Department of Anthropology, University of Oregon, Eugene, OR.
Mol Biol Evol. 2017 Feb 1;34(2):247-261. doi: 10.1093/molbev/msw223.
Hypotheses about the functions of ancient proteins and the effects of historical mutations on them are often tested using ancestral protein reconstruction (APR)-phylogenetic inference of ancestral sequences followed by synthesis and experimental characterization. Usually, some sequence sites are ambiguously reconstructed, with two or more statistically plausible states. The extent to which the inferred functions and mutational effects are robust to uncertainty about the ancestral sequence has not been studied systematically. To address this issue, we reconstructed ancestral proteins in three domain families that have different functions, architectures, and degrees of uncertainty; we then experimentally characterized the functional robustness of these proteins when uncertainty was incorporated using several approaches, including sampling amino acid states from the posterior distribution at each site and incorporating the alternative amino acid state at every ambiguous site in the sequence into a single "worst plausible case" protein. In every case, qualitative conclusions about the ancestral proteins' functions and the effects of key historical mutations were robust to sequence uncertainty, with similar functions observed even when scores of alternate amino acids were incorporated. There was some variation in quantitative descriptors of function among plausible sequences, suggesting that experimentally characterizing robustness is particularly important when quantitative estimates of ancient biochemical parameters are desired. The worst plausible case method appears to provide an efficient strategy for characterizing the functional robustness of ancestral proteins to large amounts of sequence uncertainty. Sampling from the posterior distribution sometimes produced artifactually nonfunctional proteins for sequences reconstructed with substantial ambiguity.

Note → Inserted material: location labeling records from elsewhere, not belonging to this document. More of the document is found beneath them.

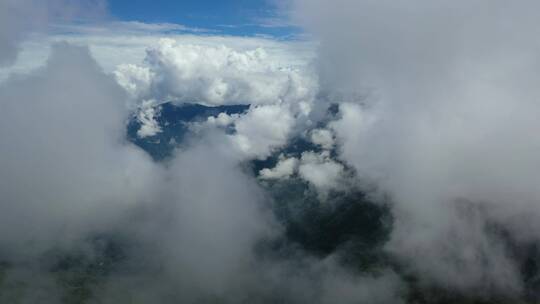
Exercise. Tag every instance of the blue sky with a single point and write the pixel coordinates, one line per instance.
(231, 17)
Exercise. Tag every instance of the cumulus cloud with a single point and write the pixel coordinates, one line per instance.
(19, 18)
(322, 137)
(285, 168)
(440, 109)
(146, 116)
(321, 171)
(214, 75)
(262, 129)
(65, 167)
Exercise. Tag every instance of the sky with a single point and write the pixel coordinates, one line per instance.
(232, 17)
(396, 162)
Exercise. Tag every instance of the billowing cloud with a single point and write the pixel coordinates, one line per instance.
(440, 115)
(219, 75)
(19, 18)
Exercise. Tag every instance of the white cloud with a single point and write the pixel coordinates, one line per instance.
(322, 137)
(320, 171)
(146, 116)
(215, 75)
(262, 129)
(285, 168)
(446, 115)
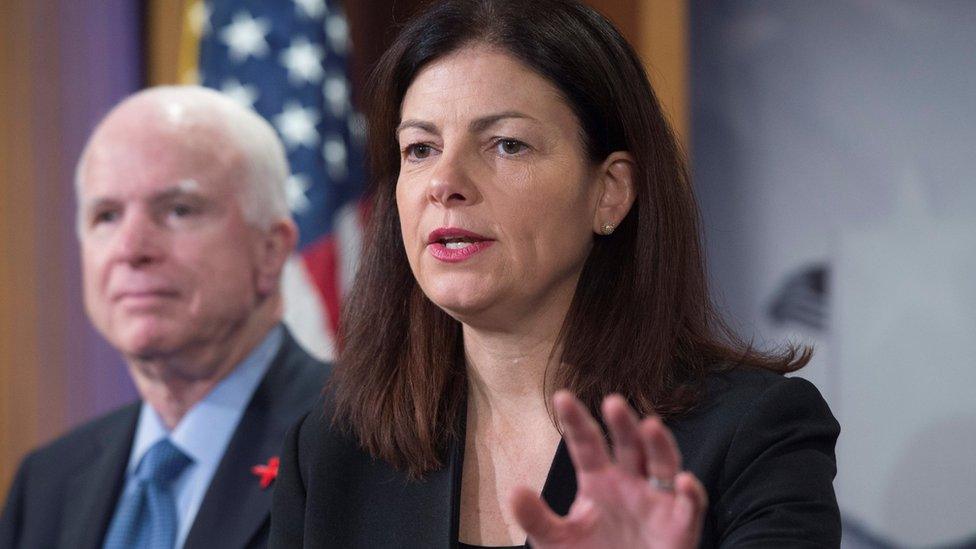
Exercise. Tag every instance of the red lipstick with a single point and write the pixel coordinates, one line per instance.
(453, 245)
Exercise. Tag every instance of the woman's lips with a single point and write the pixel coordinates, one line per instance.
(453, 245)
(457, 252)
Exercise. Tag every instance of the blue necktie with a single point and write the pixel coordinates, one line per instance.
(147, 515)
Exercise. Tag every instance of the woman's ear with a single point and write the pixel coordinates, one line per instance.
(273, 248)
(618, 191)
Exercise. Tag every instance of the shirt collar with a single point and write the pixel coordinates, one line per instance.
(214, 416)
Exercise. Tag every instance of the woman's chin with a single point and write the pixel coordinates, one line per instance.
(463, 304)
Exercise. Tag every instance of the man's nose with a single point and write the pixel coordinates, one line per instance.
(138, 240)
(451, 183)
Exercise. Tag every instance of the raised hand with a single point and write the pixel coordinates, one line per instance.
(639, 497)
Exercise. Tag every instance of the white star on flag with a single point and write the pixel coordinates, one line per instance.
(313, 9)
(199, 18)
(334, 151)
(336, 93)
(297, 125)
(295, 187)
(303, 60)
(337, 30)
(244, 36)
(244, 94)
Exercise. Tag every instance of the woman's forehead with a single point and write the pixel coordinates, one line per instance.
(481, 81)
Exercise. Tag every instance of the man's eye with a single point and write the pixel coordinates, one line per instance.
(105, 216)
(510, 147)
(418, 151)
(181, 210)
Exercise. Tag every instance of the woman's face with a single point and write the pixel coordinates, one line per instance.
(496, 196)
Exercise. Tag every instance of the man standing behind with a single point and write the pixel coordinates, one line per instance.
(184, 232)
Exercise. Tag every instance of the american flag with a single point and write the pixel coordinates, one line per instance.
(287, 59)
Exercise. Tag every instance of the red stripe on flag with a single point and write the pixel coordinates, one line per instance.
(322, 261)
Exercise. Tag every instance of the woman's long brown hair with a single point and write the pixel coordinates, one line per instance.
(641, 322)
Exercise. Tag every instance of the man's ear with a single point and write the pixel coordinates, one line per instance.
(273, 248)
(617, 191)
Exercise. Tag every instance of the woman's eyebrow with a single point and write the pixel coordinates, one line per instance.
(485, 122)
(415, 123)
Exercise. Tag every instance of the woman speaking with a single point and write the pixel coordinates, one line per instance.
(532, 263)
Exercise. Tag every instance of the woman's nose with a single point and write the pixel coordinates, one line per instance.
(451, 183)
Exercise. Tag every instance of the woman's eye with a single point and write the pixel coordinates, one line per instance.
(510, 146)
(418, 151)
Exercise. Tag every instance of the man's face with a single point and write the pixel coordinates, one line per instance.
(169, 263)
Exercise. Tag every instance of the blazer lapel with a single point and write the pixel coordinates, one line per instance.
(95, 489)
(235, 506)
(559, 490)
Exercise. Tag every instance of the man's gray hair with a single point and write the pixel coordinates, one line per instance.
(263, 200)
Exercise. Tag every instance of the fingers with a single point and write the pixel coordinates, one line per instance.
(690, 503)
(534, 516)
(584, 440)
(663, 460)
(628, 449)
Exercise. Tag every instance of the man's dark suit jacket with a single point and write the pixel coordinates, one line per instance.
(65, 494)
(762, 444)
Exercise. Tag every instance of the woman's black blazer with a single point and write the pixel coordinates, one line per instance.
(762, 444)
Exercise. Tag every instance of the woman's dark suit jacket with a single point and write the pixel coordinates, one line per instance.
(762, 444)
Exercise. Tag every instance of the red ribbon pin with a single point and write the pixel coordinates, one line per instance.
(266, 473)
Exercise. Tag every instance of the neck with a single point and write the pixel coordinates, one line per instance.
(173, 384)
(507, 370)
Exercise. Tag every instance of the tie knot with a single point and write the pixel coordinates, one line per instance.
(162, 463)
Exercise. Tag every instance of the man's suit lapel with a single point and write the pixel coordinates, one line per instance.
(93, 493)
(235, 506)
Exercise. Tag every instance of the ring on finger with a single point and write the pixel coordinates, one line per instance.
(661, 484)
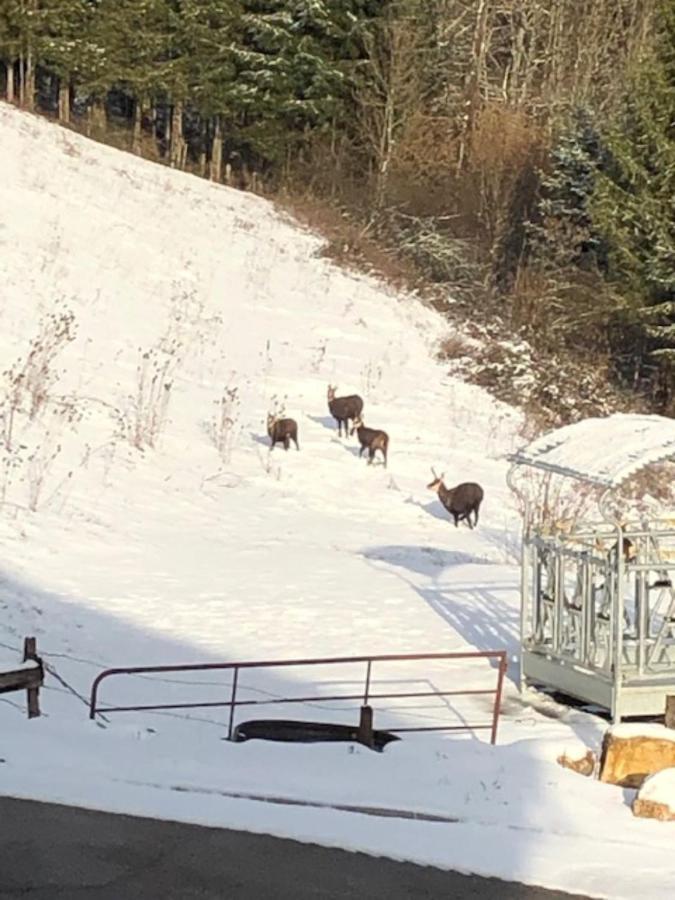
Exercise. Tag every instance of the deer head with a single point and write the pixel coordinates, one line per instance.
(437, 482)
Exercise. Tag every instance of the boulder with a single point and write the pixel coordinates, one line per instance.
(656, 797)
(630, 753)
(584, 765)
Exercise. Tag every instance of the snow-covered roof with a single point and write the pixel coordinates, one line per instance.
(603, 451)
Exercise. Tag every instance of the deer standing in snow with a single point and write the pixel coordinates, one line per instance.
(459, 501)
(342, 409)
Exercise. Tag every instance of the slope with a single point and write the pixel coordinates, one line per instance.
(149, 321)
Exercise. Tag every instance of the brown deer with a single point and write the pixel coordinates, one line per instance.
(371, 439)
(459, 501)
(282, 431)
(342, 409)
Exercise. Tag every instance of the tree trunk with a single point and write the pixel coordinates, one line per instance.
(136, 143)
(29, 95)
(64, 100)
(22, 80)
(177, 147)
(216, 163)
(473, 95)
(96, 118)
(10, 81)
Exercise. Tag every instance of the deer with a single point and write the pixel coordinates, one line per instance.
(282, 431)
(459, 501)
(342, 409)
(371, 439)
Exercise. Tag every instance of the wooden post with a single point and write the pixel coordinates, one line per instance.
(30, 652)
(365, 733)
(669, 718)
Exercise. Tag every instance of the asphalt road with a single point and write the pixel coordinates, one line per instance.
(50, 852)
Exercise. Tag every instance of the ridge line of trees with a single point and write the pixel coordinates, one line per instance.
(521, 152)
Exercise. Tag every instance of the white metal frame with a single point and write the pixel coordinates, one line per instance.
(596, 625)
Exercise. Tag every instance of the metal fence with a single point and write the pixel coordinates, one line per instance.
(366, 695)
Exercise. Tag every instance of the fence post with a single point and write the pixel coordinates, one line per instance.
(365, 732)
(503, 665)
(235, 677)
(669, 718)
(32, 693)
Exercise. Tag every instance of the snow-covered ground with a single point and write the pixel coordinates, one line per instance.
(184, 552)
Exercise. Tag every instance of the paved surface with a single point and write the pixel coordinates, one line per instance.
(50, 852)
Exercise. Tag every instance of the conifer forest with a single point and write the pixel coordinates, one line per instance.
(517, 156)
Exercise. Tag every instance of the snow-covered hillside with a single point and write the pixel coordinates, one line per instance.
(140, 307)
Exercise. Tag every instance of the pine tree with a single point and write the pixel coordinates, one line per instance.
(10, 43)
(64, 45)
(563, 233)
(289, 71)
(633, 203)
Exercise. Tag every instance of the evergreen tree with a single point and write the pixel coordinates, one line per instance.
(563, 233)
(290, 76)
(634, 202)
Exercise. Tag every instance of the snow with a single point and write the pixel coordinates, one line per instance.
(181, 553)
(628, 730)
(660, 788)
(629, 442)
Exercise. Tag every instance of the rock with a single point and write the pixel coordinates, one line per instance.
(584, 765)
(630, 753)
(656, 797)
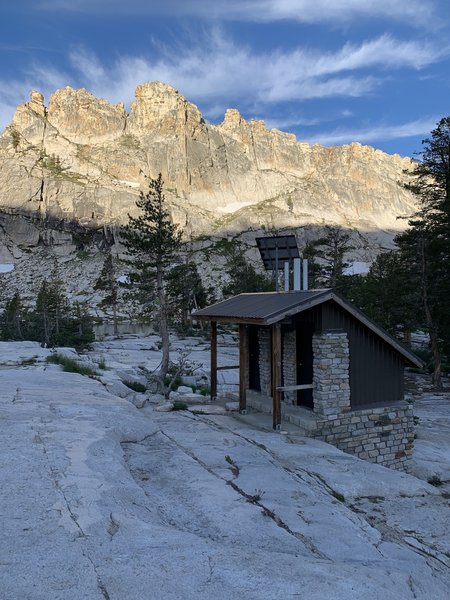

关于古代蛋白质功能以及历史突变对其影响的假设,通常通过祖先蛋白质重建(APR)来检验,即对祖先序列进行系统发育推断,随后进行合成及实验表征。通常情况下,一些序列位点的重建存在歧义,有两种或更多种统计学上合理的状态。然而,推断出的功能和突变效应对于祖先序列不确定性的稳健程度尚未得到系统研究。为解决这一问题,我们在具有不同功能、结构和不确定程度的三个结构域家族中重建了祖先蛋白质;然后,我们采用多种方法将不确定性纳入其中,对这些蛋白质的功能稳健性进行了实验表征,这些方法包括从每个位点的后验分布中采样氨基酸状态,以及将序列中每个歧义位点的替代氨基酸状态纳入单个“最糟合理情况”蛋白质中。在每种情况下,关于祖先蛋白质功能以及关键历史突变效应的定性结论对于序列不确定性都是稳健的,即使纳入了大量替代氨基酸,仍观察到相似的功能。在合理序列之间,功能的定量描述存在一些差异,这表明当需要对古代生化参数进行定量估计时,实验表征稳健性尤为重要。最糟合理情况方法似乎为表征祖先蛋白质对大量序列不确定性的功能稳健性提供了一种有效策略。从后验分布中采样有时会为具有大量歧义性重建的序列产生人为的无功能蛋白质。